Available structures of antibiotics targeting the small ribosomal subunit (30S). From&nbsp;Franceschi and Duffy.&nbsp;Structure-based drug design meets the ribosome. Biochemical Pharmacology 2006; 71; 1016-1025.

Available structures of antibiotics targeting the small ribosomal subunit (30S). From Franceschi and Duffy. Structure-based drug design meets the ribosome. Biochemical Pharmacology 2006; 71; 1016-1025.

Dan Shechtman, Chemistry, 2011

in 1982, Shechtman was working at the US. National Institute of Standards and Technology. As he was  looking through an electronic microscope at the structure of new material that he was studying, and noted that the atoms had arranged themselves "in a manner that was contrary to the laws of nature." 

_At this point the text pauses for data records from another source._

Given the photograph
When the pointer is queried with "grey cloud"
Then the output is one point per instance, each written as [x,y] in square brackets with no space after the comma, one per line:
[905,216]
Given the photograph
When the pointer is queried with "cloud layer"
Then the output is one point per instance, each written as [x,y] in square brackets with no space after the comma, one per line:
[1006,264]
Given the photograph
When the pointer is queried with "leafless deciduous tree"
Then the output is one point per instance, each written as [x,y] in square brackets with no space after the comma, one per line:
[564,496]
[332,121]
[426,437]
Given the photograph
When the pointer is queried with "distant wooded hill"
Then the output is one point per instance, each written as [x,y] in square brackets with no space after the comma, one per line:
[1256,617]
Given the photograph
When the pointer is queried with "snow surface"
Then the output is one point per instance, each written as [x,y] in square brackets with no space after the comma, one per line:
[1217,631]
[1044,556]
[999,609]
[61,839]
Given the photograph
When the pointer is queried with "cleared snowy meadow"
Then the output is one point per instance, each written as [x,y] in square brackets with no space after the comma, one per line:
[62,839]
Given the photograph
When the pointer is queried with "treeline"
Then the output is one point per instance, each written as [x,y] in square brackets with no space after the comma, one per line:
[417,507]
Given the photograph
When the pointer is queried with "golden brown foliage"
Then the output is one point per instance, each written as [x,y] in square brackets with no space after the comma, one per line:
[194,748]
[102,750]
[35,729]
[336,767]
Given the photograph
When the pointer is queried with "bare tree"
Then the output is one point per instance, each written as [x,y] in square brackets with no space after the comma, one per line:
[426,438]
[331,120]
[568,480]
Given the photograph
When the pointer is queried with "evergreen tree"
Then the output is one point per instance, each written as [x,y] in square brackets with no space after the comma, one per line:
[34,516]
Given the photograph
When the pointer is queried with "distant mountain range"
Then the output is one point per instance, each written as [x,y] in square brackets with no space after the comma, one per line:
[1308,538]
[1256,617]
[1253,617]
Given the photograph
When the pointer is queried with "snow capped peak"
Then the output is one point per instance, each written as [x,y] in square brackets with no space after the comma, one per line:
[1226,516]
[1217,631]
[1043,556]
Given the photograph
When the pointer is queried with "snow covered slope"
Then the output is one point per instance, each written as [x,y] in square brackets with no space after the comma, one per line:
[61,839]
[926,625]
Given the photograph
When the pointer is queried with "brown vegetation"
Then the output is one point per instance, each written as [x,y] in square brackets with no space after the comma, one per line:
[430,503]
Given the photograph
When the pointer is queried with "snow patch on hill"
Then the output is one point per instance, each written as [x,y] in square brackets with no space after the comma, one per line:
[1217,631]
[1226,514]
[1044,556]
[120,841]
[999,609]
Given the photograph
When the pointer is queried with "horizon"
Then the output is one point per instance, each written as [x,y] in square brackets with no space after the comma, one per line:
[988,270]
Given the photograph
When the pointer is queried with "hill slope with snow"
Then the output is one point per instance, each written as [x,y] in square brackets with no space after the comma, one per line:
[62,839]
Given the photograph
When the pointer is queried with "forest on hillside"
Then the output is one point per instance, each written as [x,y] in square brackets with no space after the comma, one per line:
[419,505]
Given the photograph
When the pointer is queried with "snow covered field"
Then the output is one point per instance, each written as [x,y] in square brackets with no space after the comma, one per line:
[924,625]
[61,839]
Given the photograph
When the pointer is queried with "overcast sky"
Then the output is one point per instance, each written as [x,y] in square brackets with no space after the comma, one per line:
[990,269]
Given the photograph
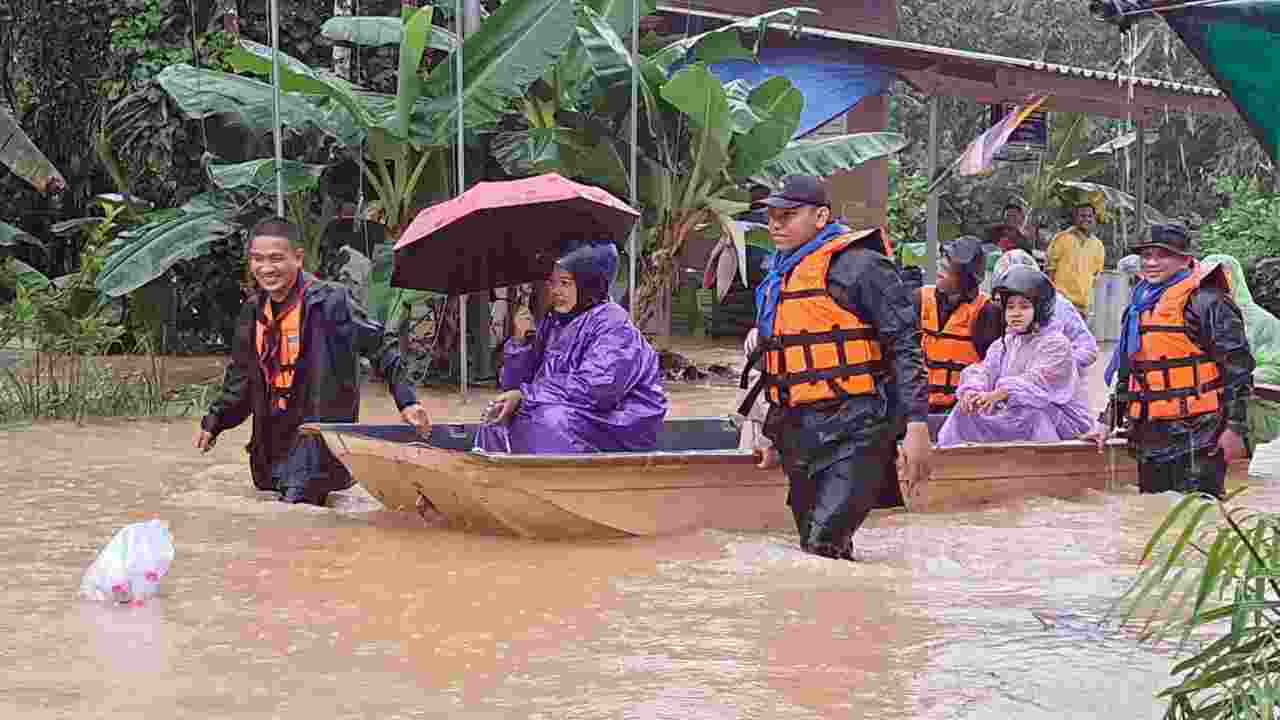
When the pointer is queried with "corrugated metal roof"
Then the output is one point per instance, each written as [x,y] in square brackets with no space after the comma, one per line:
[969,57]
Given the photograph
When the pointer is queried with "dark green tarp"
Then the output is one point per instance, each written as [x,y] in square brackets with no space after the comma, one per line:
[1238,41]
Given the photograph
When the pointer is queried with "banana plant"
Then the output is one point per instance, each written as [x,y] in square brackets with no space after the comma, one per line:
[702,141]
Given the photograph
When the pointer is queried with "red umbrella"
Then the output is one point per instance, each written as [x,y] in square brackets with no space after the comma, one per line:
[503,233]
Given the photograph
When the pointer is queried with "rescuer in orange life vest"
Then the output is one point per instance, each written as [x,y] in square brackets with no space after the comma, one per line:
[958,323]
[295,359]
[841,349]
[1184,370]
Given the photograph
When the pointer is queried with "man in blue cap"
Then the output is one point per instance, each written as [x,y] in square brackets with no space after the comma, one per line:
[1184,370]
[841,346]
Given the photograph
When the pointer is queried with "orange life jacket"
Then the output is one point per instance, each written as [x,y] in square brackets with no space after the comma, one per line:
[950,349]
[279,378]
[818,350]
[1170,377]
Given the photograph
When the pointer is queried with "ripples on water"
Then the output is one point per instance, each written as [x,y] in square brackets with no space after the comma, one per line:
[284,611]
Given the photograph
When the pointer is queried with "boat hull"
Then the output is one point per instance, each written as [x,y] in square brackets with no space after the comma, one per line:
[563,497]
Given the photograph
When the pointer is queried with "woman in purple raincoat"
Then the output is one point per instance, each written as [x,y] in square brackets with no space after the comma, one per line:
[1028,387]
[586,381]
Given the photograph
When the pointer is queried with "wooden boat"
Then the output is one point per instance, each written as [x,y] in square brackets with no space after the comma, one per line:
[977,475]
[696,478]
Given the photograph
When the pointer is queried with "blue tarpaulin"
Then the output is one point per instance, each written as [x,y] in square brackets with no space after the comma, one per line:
[832,78]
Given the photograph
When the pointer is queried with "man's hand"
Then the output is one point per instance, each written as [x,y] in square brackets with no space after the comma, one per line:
[917,452]
[769,458]
[205,441]
[417,417]
[504,406]
[1232,446]
[1100,433]
[521,326]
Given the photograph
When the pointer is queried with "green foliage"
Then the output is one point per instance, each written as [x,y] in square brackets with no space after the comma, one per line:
[1248,228]
[1216,577]
[144,35]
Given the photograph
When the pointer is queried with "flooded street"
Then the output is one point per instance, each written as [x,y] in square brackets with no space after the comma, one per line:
[288,611]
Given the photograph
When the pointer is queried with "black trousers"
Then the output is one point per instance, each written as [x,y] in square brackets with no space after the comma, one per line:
[1197,472]
[831,502]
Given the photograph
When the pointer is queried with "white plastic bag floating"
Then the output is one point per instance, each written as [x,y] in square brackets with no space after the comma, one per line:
[129,568]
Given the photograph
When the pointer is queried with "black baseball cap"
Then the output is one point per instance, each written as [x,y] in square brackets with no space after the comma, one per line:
[798,191]
[1171,237]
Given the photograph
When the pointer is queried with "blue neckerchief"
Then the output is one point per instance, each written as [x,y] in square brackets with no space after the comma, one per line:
[771,287]
[1144,297]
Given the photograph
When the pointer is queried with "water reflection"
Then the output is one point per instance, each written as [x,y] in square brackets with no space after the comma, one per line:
[283,611]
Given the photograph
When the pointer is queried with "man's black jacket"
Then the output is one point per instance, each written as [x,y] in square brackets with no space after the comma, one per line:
[336,332]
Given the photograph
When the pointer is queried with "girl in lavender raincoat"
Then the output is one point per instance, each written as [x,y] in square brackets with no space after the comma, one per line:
[1029,386]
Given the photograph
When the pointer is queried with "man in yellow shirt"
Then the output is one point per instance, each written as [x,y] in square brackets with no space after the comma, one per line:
[1075,258]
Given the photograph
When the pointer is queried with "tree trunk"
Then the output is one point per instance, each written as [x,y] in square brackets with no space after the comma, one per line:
[341,53]
[658,274]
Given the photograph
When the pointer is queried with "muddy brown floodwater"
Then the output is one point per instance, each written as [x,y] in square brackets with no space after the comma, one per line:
[287,611]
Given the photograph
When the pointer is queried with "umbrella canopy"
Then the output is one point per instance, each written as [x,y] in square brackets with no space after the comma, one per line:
[1238,41]
[503,233]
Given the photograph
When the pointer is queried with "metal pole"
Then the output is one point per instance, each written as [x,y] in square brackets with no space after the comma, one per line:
[635,130]
[1141,123]
[931,261]
[275,106]
[458,158]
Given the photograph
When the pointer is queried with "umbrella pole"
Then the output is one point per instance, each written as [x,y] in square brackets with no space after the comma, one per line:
[460,155]
[635,191]
[275,106]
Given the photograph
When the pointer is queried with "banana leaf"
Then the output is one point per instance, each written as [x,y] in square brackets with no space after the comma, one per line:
[570,153]
[512,49]
[260,176]
[23,159]
[296,76]
[380,32]
[712,46]
[778,105]
[201,94]
[12,237]
[150,250]
[618,13]
[828,155]
[30,277]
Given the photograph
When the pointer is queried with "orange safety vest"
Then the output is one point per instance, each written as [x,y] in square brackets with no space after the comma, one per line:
[1170,376]
[279,379]
[950,349]
[818,350]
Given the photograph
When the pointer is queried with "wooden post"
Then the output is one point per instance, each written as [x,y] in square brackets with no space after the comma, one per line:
[931,264]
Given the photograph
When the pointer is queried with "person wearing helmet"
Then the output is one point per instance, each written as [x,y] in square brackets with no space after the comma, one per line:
[1183,370]
[841,368]
[958,323]
[1028,387]
[585,381]
[1066,318]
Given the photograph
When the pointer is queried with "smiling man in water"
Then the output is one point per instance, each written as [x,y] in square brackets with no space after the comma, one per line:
[296,359]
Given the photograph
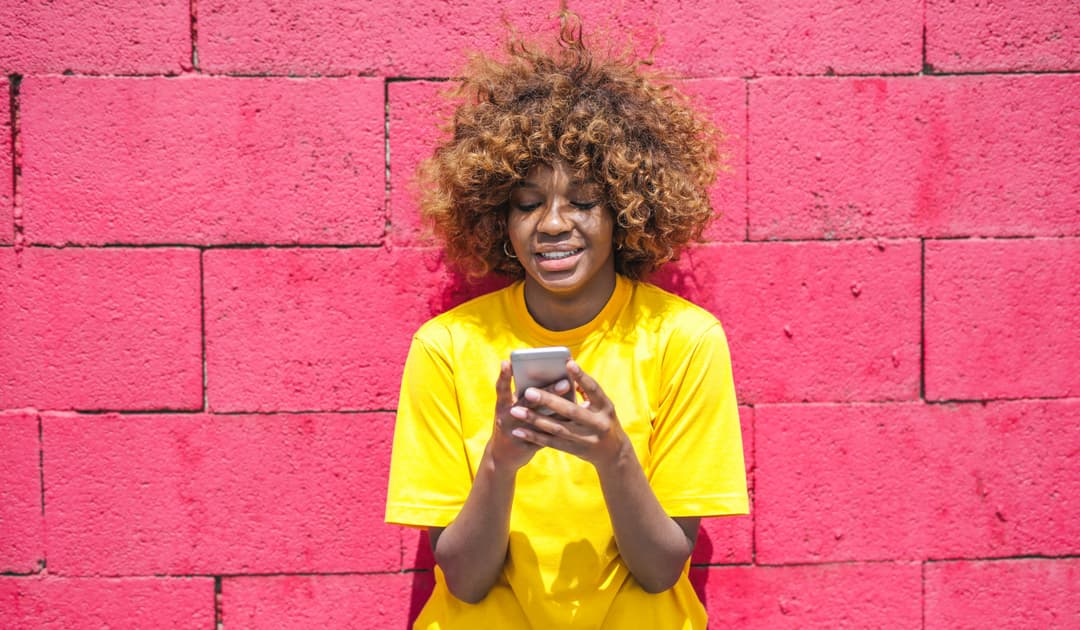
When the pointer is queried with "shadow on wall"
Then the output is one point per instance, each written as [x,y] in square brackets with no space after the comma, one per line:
[458,289]
[699,575]
[423,577]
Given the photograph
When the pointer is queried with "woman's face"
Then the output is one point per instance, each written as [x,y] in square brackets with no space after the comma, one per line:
[562,230]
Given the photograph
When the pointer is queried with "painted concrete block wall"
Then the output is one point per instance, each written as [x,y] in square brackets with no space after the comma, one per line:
[211,267]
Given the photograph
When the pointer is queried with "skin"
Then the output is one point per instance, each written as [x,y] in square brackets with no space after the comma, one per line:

אין חיה כזו – There is no such entitiy" was how he recalled responding to what he had seen.  Shechtman double checked his findings and submitted them for publication; the paper was rejected immediately, not worthy even of being sent on for peer review.  But Shechtman did manage to get his work published, work that the Nobel Committee found questioned a fundamental truth of science: that all crystals consist of repeating, periodic patters. Shechtman's discovery of what were later to be called quasicrystals  was important not only because of what he found. It was important that he found. Here's why:

Over and over again in the history of science, researchers have been forced to do battle with established “truths”, which in hindsight have proven to be no more than mere assumptions. One of the fiercest critics of Dan Shechtman and his quasicrystals was Linus Pauling, himself a Nobel Laureate on two occasions. This clearly shows that even our greatest scientists are not immune to getting stuck in convention. Keeping an open mind and daring to question established knowledge may in fact be a scientist’s most important character traits.
— The Swedish Academy of Sciences. The Nobel Prize in Chemistry 2011. Information for the Public

 

Arieh Warshel and Michael Levitt, Chemistry 2013

Israel's two most recent Nobel Prize winners are Arieh Warshel and Michael Levitt. In 2013 they shared the prize in, yes, you've guessed it...Chemistry, (together with Marin Karplus, a Jew, but not yet an Israeli).  Working together in the 1970s on GOLEM, the supercomputer at the Weizmann Institute, they developed computer programs that could simulate chemical reactions with the help of quantum physics.  These programs, and their offshoots, are used in a variety ways, from optimizing solar panels to designing new drugs.

The Last Word

There you have it. Twelve remarkable Israelis who have contributed to peace efforts, science and literature, and whose efforts were recognized by a Nobel Prize. As we celebrate Yom Ha'atzmaut, let's give the last word to the 2005 winner Robert Aumann, who noted in his banquet speech just  what it really important in life. 

We have participated in the human enterprise – raised beautiful families. And I have participated in the realization of a 2000-year-old dream – the return of my people to Jerusalem, to its homeland.
— Robert Aumann, Nobel Prize banquet speech, 2005.